In a preferred embodiment the component b) comprises only methacrylic acid.
Preferably, the dispersant comprises the repeat units from copolymerising from 3 to 25, more preferably from 3 to 23, especially from 7 to 20 and most especially from 9 to 18 parts by weight of component b). This is especially so when component b) comprises or more preferably is methacrylic acid.
In component c) each hydrophilic monomer present has one or more hydrophilic non-ionic groups.
For the purposes of the present invention a monomer having both ionic and non-ionic hydrophilic groups is considered to belong to component c). Thus, all the ethylenically unsaturated monomers in component b) are free from hydrophilic non-ionic groups.
Preferably, the monomers in component c) have calculated Log P values of less than 1, more preferably from 0.99 to −2.
We have found that dispersants containing relatively small amounts of repeat units from hydrophilic ethylenically unsaturated monomers having one or more hydrophilic non-ionic groups tends to much reduce the ability of the final pigment inks to obtain high OD when printed onto plain paper. The presence of these repeat units in the dispersant also causes an increase in the critical coagulation concentration. In our studies we have found that by limiting the amount of these repeat units in the dispersant to no more than 2 parts by weight per 100 parts of all the monomer repeat units, high CCCs and high ODs on plain paper can be better obtained.

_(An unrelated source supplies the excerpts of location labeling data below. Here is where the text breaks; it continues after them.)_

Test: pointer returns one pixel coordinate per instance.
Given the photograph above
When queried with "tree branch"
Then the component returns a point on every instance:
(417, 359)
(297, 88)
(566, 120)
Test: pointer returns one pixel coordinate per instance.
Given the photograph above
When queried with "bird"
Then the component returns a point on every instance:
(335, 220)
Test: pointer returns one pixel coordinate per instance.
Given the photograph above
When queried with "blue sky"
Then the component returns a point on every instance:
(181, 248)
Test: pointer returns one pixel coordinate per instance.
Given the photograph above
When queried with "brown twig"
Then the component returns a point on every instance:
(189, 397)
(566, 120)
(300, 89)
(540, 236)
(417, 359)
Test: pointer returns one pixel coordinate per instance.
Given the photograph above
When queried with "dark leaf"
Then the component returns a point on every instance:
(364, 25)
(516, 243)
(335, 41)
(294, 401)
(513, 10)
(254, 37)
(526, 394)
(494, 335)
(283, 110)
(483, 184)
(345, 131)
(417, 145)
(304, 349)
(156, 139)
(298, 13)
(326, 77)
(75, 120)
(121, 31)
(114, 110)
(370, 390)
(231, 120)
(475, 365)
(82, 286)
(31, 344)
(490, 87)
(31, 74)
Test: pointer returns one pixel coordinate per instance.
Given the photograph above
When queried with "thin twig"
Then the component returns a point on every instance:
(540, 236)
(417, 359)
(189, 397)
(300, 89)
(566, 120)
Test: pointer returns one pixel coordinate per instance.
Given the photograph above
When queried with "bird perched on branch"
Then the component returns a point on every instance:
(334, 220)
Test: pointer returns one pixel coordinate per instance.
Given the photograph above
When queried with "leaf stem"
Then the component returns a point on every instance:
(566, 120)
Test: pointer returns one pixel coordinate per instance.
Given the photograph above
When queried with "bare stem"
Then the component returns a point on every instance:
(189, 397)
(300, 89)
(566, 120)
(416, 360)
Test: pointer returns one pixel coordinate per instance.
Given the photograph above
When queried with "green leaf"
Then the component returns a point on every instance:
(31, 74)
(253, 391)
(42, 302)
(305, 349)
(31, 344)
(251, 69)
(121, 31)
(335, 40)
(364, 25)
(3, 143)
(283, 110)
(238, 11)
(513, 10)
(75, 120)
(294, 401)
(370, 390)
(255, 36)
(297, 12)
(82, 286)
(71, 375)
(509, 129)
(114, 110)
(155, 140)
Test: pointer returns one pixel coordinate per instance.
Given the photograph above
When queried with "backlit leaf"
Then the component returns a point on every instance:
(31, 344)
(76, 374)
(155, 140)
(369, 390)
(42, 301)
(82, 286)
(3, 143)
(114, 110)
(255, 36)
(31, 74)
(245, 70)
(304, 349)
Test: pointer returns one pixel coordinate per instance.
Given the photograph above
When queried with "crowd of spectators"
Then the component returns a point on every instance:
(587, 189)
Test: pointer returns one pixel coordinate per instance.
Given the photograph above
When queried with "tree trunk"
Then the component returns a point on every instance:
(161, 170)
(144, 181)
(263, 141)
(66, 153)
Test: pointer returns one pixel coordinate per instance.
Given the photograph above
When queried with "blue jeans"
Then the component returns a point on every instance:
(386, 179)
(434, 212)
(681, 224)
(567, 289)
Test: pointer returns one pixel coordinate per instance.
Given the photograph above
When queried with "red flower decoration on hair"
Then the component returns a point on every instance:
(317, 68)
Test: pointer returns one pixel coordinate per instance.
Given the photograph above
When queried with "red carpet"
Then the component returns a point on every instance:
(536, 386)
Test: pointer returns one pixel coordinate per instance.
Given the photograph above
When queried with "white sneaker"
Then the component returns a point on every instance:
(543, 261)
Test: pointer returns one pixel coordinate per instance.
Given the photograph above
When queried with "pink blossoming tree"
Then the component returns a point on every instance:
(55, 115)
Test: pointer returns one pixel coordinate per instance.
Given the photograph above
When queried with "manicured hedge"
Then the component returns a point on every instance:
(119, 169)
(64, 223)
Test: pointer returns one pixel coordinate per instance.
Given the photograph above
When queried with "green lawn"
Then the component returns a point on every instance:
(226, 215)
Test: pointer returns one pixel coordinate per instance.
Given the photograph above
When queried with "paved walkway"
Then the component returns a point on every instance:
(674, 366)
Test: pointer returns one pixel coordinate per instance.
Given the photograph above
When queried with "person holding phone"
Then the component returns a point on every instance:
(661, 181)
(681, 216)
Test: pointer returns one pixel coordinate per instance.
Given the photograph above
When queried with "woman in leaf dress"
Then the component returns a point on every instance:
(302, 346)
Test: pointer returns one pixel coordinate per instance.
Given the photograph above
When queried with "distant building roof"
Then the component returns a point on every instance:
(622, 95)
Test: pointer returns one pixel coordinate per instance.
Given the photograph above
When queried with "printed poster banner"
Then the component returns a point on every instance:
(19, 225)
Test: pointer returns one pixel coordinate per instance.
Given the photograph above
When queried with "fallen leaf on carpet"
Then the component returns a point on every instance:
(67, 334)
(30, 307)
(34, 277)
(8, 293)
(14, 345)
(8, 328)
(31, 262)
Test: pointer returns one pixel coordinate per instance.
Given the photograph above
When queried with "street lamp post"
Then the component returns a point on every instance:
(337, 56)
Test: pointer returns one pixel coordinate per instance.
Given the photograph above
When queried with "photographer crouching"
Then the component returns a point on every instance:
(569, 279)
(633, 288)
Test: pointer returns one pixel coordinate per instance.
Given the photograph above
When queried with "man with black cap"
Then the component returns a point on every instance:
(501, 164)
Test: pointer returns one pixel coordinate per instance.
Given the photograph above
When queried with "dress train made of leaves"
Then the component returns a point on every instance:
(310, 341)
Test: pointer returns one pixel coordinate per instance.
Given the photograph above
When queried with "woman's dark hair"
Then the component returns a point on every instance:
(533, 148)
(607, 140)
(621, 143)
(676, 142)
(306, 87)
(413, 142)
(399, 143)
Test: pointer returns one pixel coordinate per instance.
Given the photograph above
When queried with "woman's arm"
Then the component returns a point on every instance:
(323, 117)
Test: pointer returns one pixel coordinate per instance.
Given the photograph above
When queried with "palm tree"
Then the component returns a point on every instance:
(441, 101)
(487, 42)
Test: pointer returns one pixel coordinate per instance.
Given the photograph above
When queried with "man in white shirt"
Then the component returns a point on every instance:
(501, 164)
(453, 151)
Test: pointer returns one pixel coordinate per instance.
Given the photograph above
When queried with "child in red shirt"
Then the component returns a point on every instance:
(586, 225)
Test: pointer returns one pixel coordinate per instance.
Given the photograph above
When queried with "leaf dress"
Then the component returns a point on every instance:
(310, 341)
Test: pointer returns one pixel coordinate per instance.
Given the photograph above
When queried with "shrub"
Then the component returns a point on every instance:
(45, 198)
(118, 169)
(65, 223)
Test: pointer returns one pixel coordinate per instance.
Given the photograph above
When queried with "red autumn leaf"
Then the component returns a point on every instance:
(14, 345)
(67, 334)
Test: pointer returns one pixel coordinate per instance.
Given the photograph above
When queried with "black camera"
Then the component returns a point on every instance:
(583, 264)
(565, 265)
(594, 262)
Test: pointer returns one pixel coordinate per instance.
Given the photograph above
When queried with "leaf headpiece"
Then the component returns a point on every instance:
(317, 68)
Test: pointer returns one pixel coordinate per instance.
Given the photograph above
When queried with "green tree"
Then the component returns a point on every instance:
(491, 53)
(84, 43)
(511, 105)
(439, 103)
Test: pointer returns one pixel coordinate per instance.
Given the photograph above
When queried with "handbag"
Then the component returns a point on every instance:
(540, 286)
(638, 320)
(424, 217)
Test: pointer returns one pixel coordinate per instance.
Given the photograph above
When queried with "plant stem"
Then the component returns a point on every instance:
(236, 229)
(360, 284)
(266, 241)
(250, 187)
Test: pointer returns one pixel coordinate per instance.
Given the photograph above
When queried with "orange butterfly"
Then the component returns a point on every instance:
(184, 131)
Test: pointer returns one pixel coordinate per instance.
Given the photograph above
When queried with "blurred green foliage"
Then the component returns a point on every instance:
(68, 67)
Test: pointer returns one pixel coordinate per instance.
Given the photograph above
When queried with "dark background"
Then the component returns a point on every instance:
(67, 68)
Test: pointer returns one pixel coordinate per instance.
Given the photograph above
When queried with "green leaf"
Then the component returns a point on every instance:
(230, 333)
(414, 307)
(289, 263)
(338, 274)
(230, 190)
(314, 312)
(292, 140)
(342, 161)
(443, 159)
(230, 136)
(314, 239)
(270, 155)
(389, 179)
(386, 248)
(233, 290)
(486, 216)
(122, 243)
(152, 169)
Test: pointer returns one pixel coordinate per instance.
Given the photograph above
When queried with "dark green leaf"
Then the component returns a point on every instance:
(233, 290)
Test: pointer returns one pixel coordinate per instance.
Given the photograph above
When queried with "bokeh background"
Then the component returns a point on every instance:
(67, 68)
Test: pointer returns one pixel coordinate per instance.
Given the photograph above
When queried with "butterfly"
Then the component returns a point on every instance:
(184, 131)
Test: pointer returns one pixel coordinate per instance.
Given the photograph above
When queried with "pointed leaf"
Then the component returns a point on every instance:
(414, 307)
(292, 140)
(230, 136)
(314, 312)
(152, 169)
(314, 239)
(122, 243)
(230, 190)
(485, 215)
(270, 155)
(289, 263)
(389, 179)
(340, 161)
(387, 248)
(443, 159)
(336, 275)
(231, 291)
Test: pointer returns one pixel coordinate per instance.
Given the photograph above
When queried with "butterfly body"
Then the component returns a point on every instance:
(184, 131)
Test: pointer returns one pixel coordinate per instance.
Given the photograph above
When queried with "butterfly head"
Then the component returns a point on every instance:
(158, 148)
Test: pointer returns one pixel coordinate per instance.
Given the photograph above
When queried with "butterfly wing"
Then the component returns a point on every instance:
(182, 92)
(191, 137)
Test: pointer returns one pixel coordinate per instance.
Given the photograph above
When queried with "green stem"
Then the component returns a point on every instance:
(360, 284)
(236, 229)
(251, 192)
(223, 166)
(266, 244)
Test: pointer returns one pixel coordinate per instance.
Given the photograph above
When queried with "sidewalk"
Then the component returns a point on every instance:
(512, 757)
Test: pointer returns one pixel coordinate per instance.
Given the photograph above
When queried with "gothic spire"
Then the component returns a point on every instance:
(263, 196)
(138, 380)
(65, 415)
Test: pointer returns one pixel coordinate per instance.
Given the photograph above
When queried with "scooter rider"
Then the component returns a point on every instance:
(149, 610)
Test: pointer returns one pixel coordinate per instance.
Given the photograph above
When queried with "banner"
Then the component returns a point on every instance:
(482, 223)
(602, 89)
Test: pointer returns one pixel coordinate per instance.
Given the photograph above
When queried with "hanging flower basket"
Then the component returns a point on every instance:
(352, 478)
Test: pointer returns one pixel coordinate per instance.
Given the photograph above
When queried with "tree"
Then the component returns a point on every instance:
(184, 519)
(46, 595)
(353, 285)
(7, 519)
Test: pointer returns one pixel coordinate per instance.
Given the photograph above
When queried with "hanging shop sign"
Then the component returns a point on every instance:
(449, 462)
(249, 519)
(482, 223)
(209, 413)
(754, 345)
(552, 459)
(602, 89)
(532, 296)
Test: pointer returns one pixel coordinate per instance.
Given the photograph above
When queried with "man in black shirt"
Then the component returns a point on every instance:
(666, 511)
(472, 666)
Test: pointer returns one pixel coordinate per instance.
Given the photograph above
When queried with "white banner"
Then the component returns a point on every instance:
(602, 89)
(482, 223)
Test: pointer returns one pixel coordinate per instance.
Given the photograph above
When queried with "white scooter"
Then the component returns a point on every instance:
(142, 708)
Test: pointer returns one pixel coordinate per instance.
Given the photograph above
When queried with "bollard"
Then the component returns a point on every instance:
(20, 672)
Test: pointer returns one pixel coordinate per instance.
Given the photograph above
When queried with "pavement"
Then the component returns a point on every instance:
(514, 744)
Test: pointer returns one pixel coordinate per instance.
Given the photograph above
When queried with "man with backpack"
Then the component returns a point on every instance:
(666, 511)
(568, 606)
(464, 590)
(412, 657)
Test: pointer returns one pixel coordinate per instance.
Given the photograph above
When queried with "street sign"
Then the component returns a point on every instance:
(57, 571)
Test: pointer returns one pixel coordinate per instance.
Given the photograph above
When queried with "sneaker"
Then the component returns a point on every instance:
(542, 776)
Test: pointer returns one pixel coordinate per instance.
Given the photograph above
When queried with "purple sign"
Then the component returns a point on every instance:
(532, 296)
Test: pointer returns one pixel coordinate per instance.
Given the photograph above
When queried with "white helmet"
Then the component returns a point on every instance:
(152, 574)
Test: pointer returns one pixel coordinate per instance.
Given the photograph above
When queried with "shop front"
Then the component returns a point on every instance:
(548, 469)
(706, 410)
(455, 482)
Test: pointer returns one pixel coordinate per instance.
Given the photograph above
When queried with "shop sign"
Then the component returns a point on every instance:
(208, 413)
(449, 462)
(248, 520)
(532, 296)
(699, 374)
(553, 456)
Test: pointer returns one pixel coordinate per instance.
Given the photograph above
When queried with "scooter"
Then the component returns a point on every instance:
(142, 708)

Preferably, component c) is less than 1 part, more preferably less than 0.5 parts, especially less than 0.1 parts and most especially 0 parts (i.e. absent). In this way the dispersant contains no repeat units from hydrophilic ethylenically unsaturated monomers having one or more hydrophilic non-ionic-groups.
Examples of hydrophilic non-ionic groups include polyethyleneoxy, polyacryamide, polyvinyl pyrrolidone, hydroxy functional celluloses and poly vinyl alcohol. A readily available ethylenically unsaturated monomer having a hydrophilic non-ionic group is polyethyleneoxy(meth)acrylate.
In embodiments where repeat units from component c) are present in the dispersant (for example 2 parts by weight of component c) then in one embodiment the amount of component c) is deducted from the preferred amounts of component a). In this way the amounts of all the components a) to c) still adds to 100. Thus for examples where 2 parts by weight of component c) is present the preferred amounts of component a) expressed above would become from 73 to 95 (75-2 to 97-2), more preferably from 75 to 95 (77-2 to 97-2), especially from 78 to 91 (80-2 to 93-2) and most especially from 80 to 89 (82-2 to 91-2) parts by weight of component a). In an another embodiment it is possible to deduct the amount of component c) from the preferred amounts of component b) so that again the sum of the amounts of components a) to c) adds to 100 parts by weight.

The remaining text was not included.